Wolfsburg 

Durch falschen Pass zum neuen Ich? Mann will Zöllner in Wolfsburg davon überzeugen

Bei der Kontrolle auf der Baustelle war den Beamten etwas seltsam vorgekommen. (Symbolbild)
Bei der Kontrolle auf der Baustelle war den Beamten etwas seltsam vorgekommen. (Symbolbild)
Foto: Hauptzollamt Braunschweig

Wolfsburg. Sechs Ausländer ohne Arbeitsgenehmigung hat der Zoll in Wolfsburg bei einem Bauprojekt angetroffen. Darunter ein Georgier, der unbedingt Bulgare sein wollte.

Laut einem Bericht der Beamten hatten acht Zöllner die Arbeiter am Dienstag auf einer Baustelle in Wolfsburg überprüft. Doch der Routineeinsatz der Finanzkontrolle Schwarzarbeit wurde zunehmend kompliziert, als sich der erste Arbeiter mit einem georgischen Pass auswies.

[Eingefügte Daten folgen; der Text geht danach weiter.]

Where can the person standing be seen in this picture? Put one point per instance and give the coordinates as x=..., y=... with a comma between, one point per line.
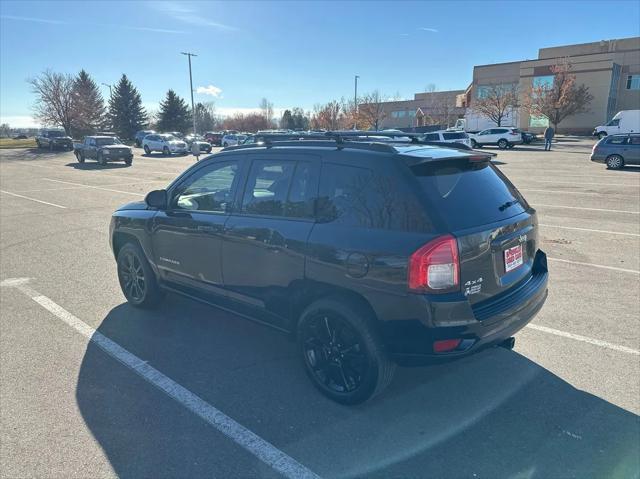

Wolfsburg: Zöllnerin hört genau hin

Ausländer aus nicht EU-Staaten müssen laut Zollangaben eine gesonderte Arbeitserlaubnis haben, um in Deutschland arbeiten zu dürfen. Diese besaß der Georgier jedoch nicht, genau so wenig wie zwei seiner Landsleute auf der Baustelle. Der vierte Georgier konnte zwar auch keine Arbeitserlaubnis vorweisen, behauptete aber, diese nicht zu brauchen, er sei schließlich als Bulgare EU-Bürger. Belegen wollte er dies mit einem bulgarischen Pass.

Überzeugen konnte er damit allerdings nicht, da eine russischsprachige Zöllnerin bemerkt hatte, dass der Mann mit seinen Kollegen nicht in Russisch als osteuropäischer lingua franca, sondern vermutlich in Georgisch gesprochen hatte. Nach intensiver Befragung gab er schließlich zu: "Ich habe den Ausweis für 200 Euro in Bulgarien gekauft. Wo weiß ich nicht mehr".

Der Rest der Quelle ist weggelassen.